In die Steinzeit der Musikaufzeichnung führt dann aber die Kassette The Cosima Era. Zunächst beginnt man schon bei der Katalogannonce zu grübeln: 12 CDs, Aufnahmedaten 1900 bis 1930. Da war doch schon mal was. Die Kassette in der Hand zeigt sich bereits nach erstem Stöbern: es handelt sich um eine Wiederveröffentlichung von 100 Jahre Bayreuth auf Schallplatte - Die frühesten Festspielsänger 1876 - 1906. Gewechselt hat nur das Label, jetzt PAN Classic statt Gebhardt; dazu ein leicht verändertes Booklet-Layout. In der Neuausgabe fehlt nur der frühere Hinweis auf verschollene Aufnahmen, immerhin von so bedeutenden Wagner-Interpreten wie Hans Breuer, Ernest van Dyck, Ernst Kraus, Anton van Rooy, Robert vom Scheidt, Walter Soomer. Bei 93 Sängern und 305 Aufnahmen sind Bewertungen naturgemäß nicht möglich. Grundsätzlich: die Kassette ist aufgrund der Fülle von Aufnahmen (übrigens nicht nur mit Ausschnitten aus Wagner-Werken) eine Dokumentation allerersten Ranges. Dass die Klangqualität der (häufig nur klavierbegleiteten) Einspielungen mittelmäßig bis dürftig ist, schmälert die Faszination nicht.
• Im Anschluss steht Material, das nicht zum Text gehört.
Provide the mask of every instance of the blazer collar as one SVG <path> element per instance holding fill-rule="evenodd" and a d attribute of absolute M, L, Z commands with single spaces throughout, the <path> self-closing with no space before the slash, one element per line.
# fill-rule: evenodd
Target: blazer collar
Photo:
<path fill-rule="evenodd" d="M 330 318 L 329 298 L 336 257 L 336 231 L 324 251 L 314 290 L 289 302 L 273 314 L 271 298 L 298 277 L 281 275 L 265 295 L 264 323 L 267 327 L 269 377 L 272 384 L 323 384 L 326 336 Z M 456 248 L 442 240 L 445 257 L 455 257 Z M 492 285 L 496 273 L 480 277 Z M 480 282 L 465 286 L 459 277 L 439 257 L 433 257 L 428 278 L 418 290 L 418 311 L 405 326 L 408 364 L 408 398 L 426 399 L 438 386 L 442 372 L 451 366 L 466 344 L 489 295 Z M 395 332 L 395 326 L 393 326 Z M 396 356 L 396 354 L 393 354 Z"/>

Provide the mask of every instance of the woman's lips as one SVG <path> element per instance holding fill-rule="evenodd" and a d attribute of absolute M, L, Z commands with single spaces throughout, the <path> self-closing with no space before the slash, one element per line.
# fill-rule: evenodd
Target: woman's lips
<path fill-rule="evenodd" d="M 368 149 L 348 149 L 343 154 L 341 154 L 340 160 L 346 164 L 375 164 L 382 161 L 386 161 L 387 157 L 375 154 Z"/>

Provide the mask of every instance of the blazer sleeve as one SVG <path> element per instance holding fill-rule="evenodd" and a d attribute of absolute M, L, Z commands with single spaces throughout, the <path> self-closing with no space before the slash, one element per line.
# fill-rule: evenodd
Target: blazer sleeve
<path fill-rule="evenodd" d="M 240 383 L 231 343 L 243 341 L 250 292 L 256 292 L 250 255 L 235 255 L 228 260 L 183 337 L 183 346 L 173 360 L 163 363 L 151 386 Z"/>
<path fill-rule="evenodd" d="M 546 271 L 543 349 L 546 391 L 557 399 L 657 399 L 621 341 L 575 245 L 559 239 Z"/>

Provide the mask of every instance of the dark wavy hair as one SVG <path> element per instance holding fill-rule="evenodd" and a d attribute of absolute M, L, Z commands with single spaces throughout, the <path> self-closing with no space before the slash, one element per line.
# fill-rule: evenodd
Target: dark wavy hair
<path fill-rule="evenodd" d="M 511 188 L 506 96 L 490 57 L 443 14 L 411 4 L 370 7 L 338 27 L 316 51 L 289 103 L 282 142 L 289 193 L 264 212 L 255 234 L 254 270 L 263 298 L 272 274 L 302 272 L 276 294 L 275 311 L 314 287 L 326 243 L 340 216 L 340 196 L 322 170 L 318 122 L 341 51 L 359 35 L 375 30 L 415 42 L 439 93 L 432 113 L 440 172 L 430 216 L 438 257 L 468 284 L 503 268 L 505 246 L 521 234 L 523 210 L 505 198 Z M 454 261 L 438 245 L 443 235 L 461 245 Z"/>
Die Cosima-Ära hat der berühmte Wagner-Sänger Lauritz Melchior nicht mehr mitprägen können, wohl aber die von Sohn Siegfried (und ein Jahr über dessen Tod hinaus). Mit seinem Namen ist zu einer Reihe von Künstlern zu kommen, die Wagner mal mehr, mal weniger zu ihrem Repertoire-Zentrum machten. Das Label Documents ist nicht zuletzt bei der Edition historischer Aufnahmen überaus rührig und bietet - in einfacher, aber ausreichender Kassettenausstattung - höchst preiswerte 10-CD-Anthologien. Eine ist dem dänischen Tenor gewidmet. Stimmpapst Jürgen Kesting widmet in seinem Sängerbuch ein langes Kapitel unter der Überschrift „Erlösung für Wagner“, womit er auf eine einzigartige Verschmelzung von heldischer Physis und sensibler Musikalisierung abhebt. Ein vokales Kraftpaket war Melchior gleichwohl immer, dem es sogar möglich war, anlässlich seines 70.Geburtstages einen immer noch imponierenden Siegmund zu bieten (2 Ausschnitte). Er und Kirsten Flagstad waren viele Jahre das Tristan-Paar schlechthin. Aus diesem Musikdrama und weiteren Wagner-Opern bietet die Kassette einen Querschnitt, der unter den verfügbaren Einspielungen die bedeutendsten kennerisch zusammenstellt. Berücksichtigt wurde u.a. auch die berühmte Einspielung des 1. Walküren-Aktes von 1935 unter Bruno Walter, wo neben Melchior noch Lotte Lehmann und Emanuel List mitwirken (wird demnächst separat veröffentlicht). Italienische und französische Opernarien finden sich in der Kassette ebenfalls, weiterhin US-Radioauftritte mit U-Musik-Titeln (eine Partnerin des Tenors ist Judy Garland) sowie etliche Titel aus Melchiors früher Karriere als Bariton.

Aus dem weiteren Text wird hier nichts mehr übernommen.